Sur le soutien de Samir Amin à l’intervention française au Mali
Le texte de Samir Amin, qui défend l’intervention française, est avant tout contradictoire car dès le début, à la question de savoir si l’intervention française répond à la règle de la volonté de domination coloniale, il répond … oui et non, mais son texte n’est qu’un plaidoyer qui tente d’expliquer que la guerre de la France ne correspond nullement à cette volonté :
« j’appelle à la soutenir, sans néanmoins penser le moins du monde qu’elle apportera la réponse qu’il faut à la dégradation continue des conditions politiques, sociales et économiques, non seulement du Mali, mais de l’ensemble des pays de la région »
L’argument est étrange, Samir est bien conscient que la guerre que la France mène au Mali, et qu’il appelle à soutenir, ne règlera rien !.
Le rôle de l’islamisme
Samir fait plus une constatation du rôle que joue l’islamisme politique, considéré comme une force politique réactionnaire, qu’une analyse.
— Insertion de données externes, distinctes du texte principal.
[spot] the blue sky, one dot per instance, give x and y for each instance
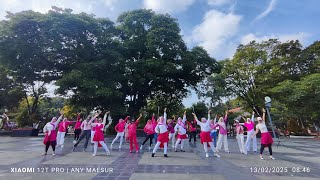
(217, 25)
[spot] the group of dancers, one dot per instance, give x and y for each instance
(162, 130)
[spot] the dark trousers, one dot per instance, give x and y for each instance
(192, 134)
(77, 133)
(150, 136)
(266, 145)
(53, 145)
(85, 133)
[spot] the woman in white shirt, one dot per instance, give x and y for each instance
(51, 134)
(205, 134)
(180, 129)
(266, 138)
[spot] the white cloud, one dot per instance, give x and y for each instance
(215, 33)
(110, 4)
(301, 36)
(168, 6)
(218, 2)
(267, 11)
(43, 6)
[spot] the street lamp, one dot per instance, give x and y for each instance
(267, 100)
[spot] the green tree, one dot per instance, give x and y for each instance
(156, 58)
(10, 92)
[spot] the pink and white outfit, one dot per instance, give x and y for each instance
(163, 135)
(182, 132)
(62, 131)
(240, 138)
(132, 133)
(205, 135)
(93, 129)
(99, 136)
(120, 127)
(51, 135)
(223, 133)
(250, 131)
(266, 138)
(172, 136)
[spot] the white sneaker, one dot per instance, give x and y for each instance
(272, 158)
(261, 157)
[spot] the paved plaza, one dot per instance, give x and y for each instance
(20, 158)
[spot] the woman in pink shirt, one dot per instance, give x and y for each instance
(62, 131)
(120, 127)
(223, 133)
(132, 133)
(266, 138)
(240, 137)
(250, 131)
(51, 134)
(192, 130)
(98, 138)
(77, 128)
(149, 130)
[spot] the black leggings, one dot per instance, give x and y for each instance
(77, 133)
(192, 134)
(150, 136)
(53, 145)
(266, 145)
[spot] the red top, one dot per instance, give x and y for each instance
(121, 125)
(132, 128)
(64, 125)
(78, 123)
(192, 127)
(149, 129)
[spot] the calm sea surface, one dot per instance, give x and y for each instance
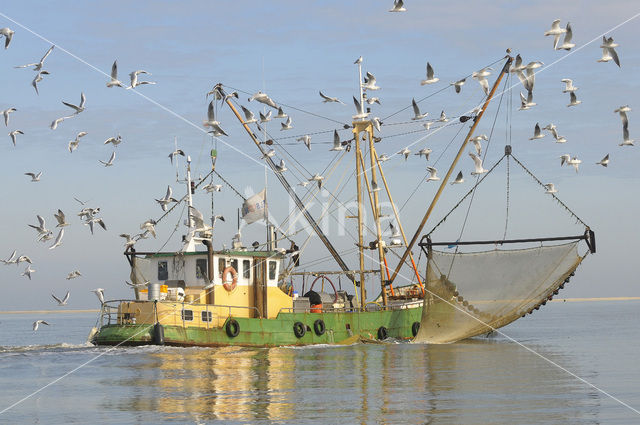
(481, 381)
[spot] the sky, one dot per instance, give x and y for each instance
(292, 50)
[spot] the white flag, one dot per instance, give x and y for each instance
(254, 208)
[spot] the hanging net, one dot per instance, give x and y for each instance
(469, 294)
Comprendre l’islamisme c’est d’abord comprendre son essor, lié évidemment à une misère sans nom, dans laquelle le capitalisme plonge les populations, mais aussi à l’absence de crédibilité d’une alternative politique à l’échelle internationale. Ce n’est évidemment pas un hasard si la montée de l’islamisme est concomitante avec la perte d’influence du socialisme quelles que soient ces variantes. L’alter- mondialisme a pu donner une bouffée d’oxygène face à l’offensive de la pensée unique libérale, mais il n’a jamais eu les capacités de mobilisation et d’organisation qu’ont pu avoir les organisations qui se réclamaient du socialisme. Ce point nous semble important car désormais, à tort et nous sommes bien d’accord là-dessus, l’islamisme dans certains cas revêt les habits de la contestation d’un ordre mondial injuste et représente une force d’attraction.
Cette remarque faite, les différents groupes djihadistes qui sévissent au Mali sont de parfaits réactionnaires doublés de maffieux qui contrôlent les trafics dont certains sont tout simplement odieux, puisqu’il s’agit de la mise en place de filières, empruntées par les africains, pour tenter de rejoindre l’Europe.
De l’OCRS au Sahelistan
Samir rappelle la création de l’Organisation Commune des Régions sahariennes (OCRS) qui voit le jour en 1957, mais sera abandonnée six ans plus tard. Il précise que du côté de la France il n’y a pas de danger de voir ce projet ressortir de nouveau :
« S’il y a peut être quelques nostalgiques du projet à Paris, je ne crois pas qu’ils soient en mesure de convaincre des politiciens dotés d’une intelligence normale de la possibilité de le ressusciter »….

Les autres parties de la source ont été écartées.